Middle-East Journal of Scientific Research 23 (4): 750-755, 2015 ISSN 1990-9233 © IDOSI Publications, 2015 DOI: 10.5829/idosi.mejsr.2015.23.04.22167

# High Speed Multiplication and Accumulation (MAC) Design for Digital Fir Filter

<sup>1</sup>S. Chinnapparaj and <sup>2</sup>D. Somasundareswari

<sup>1</sup>Department of ECE, Hindusthan Intitute, Coimbatore, Tamilnadu, India <sup>2</sup>Dean/Electronics and Communication, SNS College of Technology, Coimbatore, Tamilnadu, India

**Abstract:** In this paper, efficient MAC (Multiplication and Accumulation) unit of digital FIR filter is designed to increase the speed and throughput of digital FIR filter. Wireless communication technologies have enlarged the demands for signal processing operations. One of the important key factors of signal processing approach is Finite Impulse Response (FIR) filter. Large endeavours have been worked on digital FIR filter to improve their performance. The best existing BEC (Binary to Excess1 conversion) based SQRT CSLA (Square Root Carry Select Adder) accumulation unit is modified by re-designing the carry selection block. In addition, modified SQRT CSLA is incorporated into reduced complexity Wallace multiplier for addition process. Hence, implementation results of proposed MAC (reduced complexity Wallace multiplier with help of modified SQRT CSLA) unit provide high speed and less area than other existing MAC units. Further the designed efficient MAC unit is integrated into direct form FIR filter to improve the filtering performance.
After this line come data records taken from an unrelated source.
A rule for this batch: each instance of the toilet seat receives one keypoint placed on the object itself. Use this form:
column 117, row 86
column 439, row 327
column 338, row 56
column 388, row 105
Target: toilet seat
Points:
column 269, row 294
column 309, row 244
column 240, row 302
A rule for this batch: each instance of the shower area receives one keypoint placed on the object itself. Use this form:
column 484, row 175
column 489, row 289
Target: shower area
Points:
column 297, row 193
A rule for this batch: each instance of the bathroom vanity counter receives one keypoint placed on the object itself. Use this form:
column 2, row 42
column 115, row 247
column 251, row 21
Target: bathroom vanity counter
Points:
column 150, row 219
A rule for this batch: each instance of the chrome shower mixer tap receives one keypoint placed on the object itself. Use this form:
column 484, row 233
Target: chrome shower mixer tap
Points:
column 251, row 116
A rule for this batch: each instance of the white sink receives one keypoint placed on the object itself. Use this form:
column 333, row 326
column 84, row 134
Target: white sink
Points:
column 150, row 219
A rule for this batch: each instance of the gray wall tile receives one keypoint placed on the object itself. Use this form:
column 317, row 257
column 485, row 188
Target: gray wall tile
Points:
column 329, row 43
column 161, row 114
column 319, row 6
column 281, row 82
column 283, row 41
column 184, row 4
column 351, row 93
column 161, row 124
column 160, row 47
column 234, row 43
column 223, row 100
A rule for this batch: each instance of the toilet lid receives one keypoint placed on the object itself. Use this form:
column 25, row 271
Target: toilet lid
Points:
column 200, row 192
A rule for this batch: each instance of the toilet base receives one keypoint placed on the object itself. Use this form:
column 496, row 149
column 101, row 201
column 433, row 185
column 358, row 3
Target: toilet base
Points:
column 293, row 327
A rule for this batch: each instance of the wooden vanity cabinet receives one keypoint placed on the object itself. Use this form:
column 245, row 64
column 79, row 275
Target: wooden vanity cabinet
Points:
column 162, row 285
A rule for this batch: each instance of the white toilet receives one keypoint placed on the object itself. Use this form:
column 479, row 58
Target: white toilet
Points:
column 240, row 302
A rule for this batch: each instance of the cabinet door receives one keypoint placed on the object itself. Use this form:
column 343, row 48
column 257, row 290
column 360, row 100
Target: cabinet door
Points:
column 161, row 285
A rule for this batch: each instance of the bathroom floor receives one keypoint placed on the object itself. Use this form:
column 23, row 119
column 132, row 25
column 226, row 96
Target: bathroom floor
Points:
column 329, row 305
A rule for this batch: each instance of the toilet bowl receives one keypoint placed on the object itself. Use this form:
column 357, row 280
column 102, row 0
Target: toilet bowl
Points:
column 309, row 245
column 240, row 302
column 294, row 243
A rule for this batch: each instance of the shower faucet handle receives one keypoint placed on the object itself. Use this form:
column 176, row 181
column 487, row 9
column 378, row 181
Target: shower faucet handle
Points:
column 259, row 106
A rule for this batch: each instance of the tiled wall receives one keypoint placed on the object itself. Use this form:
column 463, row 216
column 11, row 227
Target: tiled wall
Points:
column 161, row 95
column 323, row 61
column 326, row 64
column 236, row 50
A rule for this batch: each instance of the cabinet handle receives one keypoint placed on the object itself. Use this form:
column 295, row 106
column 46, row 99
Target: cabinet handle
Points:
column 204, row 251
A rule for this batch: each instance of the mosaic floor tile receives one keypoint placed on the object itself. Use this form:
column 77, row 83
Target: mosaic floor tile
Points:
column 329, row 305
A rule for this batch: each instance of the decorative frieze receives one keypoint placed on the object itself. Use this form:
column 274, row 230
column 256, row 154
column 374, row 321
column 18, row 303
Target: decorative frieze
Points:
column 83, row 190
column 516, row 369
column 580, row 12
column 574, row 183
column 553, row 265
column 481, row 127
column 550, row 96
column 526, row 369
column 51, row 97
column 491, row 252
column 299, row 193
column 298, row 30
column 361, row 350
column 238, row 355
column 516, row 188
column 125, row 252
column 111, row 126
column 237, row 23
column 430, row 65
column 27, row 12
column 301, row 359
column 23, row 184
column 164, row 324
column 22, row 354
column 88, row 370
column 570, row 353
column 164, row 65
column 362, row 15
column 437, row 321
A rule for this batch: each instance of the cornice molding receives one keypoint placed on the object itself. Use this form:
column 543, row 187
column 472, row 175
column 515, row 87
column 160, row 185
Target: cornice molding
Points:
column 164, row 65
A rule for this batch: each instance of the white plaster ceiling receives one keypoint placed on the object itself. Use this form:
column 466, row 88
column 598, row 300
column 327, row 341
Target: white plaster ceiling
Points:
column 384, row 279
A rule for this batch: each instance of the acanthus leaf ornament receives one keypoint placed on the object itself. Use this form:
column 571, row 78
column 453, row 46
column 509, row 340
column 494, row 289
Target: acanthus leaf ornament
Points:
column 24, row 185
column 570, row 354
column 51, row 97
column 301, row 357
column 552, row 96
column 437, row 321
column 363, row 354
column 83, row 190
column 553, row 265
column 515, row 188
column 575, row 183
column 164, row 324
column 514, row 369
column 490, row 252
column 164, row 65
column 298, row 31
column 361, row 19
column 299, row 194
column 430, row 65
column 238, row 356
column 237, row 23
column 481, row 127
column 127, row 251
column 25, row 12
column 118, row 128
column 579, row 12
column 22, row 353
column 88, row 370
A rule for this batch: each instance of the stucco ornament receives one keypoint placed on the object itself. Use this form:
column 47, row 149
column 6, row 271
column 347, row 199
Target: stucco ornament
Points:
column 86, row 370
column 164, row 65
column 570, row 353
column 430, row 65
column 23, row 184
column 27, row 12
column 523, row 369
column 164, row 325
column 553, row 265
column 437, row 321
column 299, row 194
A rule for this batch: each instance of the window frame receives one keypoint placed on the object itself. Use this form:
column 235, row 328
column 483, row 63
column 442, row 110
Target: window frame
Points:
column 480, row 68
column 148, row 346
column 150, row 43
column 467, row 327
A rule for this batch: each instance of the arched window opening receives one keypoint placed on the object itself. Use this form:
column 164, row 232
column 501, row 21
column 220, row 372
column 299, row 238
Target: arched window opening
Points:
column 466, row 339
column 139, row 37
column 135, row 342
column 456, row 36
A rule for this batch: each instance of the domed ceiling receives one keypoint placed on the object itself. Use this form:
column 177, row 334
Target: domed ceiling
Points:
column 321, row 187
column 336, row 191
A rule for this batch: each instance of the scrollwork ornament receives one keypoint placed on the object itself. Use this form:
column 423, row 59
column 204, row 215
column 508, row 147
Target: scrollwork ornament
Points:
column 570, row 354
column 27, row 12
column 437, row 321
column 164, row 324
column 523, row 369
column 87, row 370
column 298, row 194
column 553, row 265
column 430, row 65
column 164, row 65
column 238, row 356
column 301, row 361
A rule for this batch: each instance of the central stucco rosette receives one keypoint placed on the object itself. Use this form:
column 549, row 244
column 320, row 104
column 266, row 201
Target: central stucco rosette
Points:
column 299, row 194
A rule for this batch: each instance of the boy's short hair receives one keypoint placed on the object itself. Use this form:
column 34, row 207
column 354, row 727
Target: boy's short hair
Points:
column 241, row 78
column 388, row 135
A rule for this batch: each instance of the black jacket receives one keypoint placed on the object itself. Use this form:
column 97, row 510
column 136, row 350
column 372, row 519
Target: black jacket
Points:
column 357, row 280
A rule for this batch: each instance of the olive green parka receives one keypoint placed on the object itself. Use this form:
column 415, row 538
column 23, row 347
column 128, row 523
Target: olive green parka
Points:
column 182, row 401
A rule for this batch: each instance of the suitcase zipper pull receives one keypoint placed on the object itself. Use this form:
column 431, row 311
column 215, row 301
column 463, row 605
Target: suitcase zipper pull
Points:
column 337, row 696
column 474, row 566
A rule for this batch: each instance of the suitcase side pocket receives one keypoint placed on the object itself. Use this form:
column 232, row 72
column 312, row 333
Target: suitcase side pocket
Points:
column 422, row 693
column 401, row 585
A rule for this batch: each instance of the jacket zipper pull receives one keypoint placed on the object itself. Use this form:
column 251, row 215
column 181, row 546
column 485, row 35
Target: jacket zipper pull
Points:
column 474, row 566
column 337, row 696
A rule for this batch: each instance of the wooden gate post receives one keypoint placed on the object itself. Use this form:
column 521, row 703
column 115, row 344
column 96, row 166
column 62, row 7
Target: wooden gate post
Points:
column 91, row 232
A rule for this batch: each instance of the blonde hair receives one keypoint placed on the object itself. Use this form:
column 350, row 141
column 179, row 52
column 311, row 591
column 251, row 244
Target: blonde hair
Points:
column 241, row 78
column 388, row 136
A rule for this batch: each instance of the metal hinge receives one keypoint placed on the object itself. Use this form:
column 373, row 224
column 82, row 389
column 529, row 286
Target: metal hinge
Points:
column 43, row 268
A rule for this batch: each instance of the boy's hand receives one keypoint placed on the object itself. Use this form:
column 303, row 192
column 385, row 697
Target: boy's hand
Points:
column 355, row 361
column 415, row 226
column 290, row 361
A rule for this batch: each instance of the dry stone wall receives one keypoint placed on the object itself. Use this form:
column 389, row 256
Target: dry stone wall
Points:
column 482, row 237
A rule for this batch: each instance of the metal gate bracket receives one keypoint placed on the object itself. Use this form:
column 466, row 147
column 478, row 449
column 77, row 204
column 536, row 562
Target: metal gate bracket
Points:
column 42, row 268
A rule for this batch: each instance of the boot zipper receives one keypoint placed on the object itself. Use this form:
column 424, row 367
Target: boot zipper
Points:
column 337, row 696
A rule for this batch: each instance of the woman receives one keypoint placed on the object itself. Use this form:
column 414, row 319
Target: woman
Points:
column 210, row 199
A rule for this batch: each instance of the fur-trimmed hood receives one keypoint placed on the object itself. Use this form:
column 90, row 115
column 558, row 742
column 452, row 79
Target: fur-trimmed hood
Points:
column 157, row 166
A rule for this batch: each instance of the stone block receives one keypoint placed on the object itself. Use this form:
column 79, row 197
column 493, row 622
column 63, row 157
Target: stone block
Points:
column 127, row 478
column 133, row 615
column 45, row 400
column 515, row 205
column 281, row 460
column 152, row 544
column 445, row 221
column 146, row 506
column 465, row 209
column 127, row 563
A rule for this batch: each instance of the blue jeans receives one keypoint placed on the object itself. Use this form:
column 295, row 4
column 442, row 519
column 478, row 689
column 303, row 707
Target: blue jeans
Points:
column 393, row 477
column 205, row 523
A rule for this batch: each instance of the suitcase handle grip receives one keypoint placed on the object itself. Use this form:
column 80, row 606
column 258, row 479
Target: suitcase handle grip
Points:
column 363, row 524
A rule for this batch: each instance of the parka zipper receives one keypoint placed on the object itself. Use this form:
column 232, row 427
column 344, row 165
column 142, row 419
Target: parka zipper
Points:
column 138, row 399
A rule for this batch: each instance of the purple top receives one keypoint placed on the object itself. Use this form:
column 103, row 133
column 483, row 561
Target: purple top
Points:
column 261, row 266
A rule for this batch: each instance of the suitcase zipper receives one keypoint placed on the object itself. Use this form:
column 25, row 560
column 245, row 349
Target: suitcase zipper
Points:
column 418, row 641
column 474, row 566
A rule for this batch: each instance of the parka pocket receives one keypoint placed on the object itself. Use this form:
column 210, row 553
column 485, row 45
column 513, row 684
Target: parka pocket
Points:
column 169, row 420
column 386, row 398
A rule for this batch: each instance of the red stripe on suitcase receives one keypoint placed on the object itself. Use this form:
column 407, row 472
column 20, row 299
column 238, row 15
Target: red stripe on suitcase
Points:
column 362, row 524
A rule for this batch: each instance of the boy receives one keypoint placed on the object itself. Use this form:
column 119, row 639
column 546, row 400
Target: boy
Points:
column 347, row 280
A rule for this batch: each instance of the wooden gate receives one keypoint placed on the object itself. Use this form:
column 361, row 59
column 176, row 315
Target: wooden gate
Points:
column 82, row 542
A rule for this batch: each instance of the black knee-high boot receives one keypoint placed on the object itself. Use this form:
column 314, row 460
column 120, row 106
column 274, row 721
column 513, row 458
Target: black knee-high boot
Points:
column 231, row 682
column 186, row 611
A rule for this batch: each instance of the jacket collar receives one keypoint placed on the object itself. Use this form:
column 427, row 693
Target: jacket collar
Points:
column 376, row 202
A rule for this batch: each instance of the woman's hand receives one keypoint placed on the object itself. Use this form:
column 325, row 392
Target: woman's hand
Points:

Key words: Modified SQRT CSLA (Square Root Carry Select Adder) • BEC based SQRT CSLA • MAC (Multiplication and Accumulation) • Reduced complexity Wallace multiplier • Direct form FIR filter

## INTRODUCTION

Improvements of wireless standards and mobile computing applications have largely demands on low power digital signal processing (DSP) architectures. One of the most important DSP operations for signal processing application is Finite Impulse Response (FIR) filter. FIR filter is a type of digital filter has linear phase and stability characteristics. A large endeavours have been implemented the direct form FIR filter to improve the performance of digital FIR filter. In this paper, design of MAC unit for FIR filter is done with less number of chip size, delay and power. The input-output relation of linear time invariant (LTI) direct form FIR filter is represented as in equation (1).

$$y(n) = \sum_{k=0}^{N-1} C_k x(n-1)$$
(1)

where, x(n) represents the filter input, y(n) represents the filter output, N is the length of filter or order of the filter and Ck denotes the filter coefficients. The filter order (N) is fixed in case of direct form FIR filter. The heart of direct form FIR filter is MAC unit. To implement MAC unit through VLSI System design environment, efficient

structure of adder and multiplier required with VLSI main concerns (Low power consumption, less area and high speed). Generally FIR filters with large number of tabs are necessary to obtain high spectral containment and noise reductions. The computational delay and required chip size of direct form FIR filter has raised due to inefficient adder and multiplier structures. In previous manuever [1], Canonic Signed Digit (CSD) representation is used to reduce the number of adder and multiplier. To perform constant multiplication of direct form FIR filter, Multiple Constant Multiplication (MCM) is used in [2]. This approach cannot be used when filter coefficients change dynamically. Hence, the effective Wallace multiplier is proposed in [3-12], by using compressors. Further to improve the multiplication process Modified Booth Algorithm [8] is used for design of Wallace multiplier. Further to improve the performance of Wallace multiplier, effective adder structures are used for adding the partial product results [2]. Square Root Carry Select Adder (SQRT CSLA) is one of the best adders which provide less area and power for addition process. Generally it consists of Half Sum Generation (HSG), Carry Generation (CG) and Full Sum Generation (FSG) as in [3]. In addition Modified Carry Save Adder is also produce better result for addition process [10, 6].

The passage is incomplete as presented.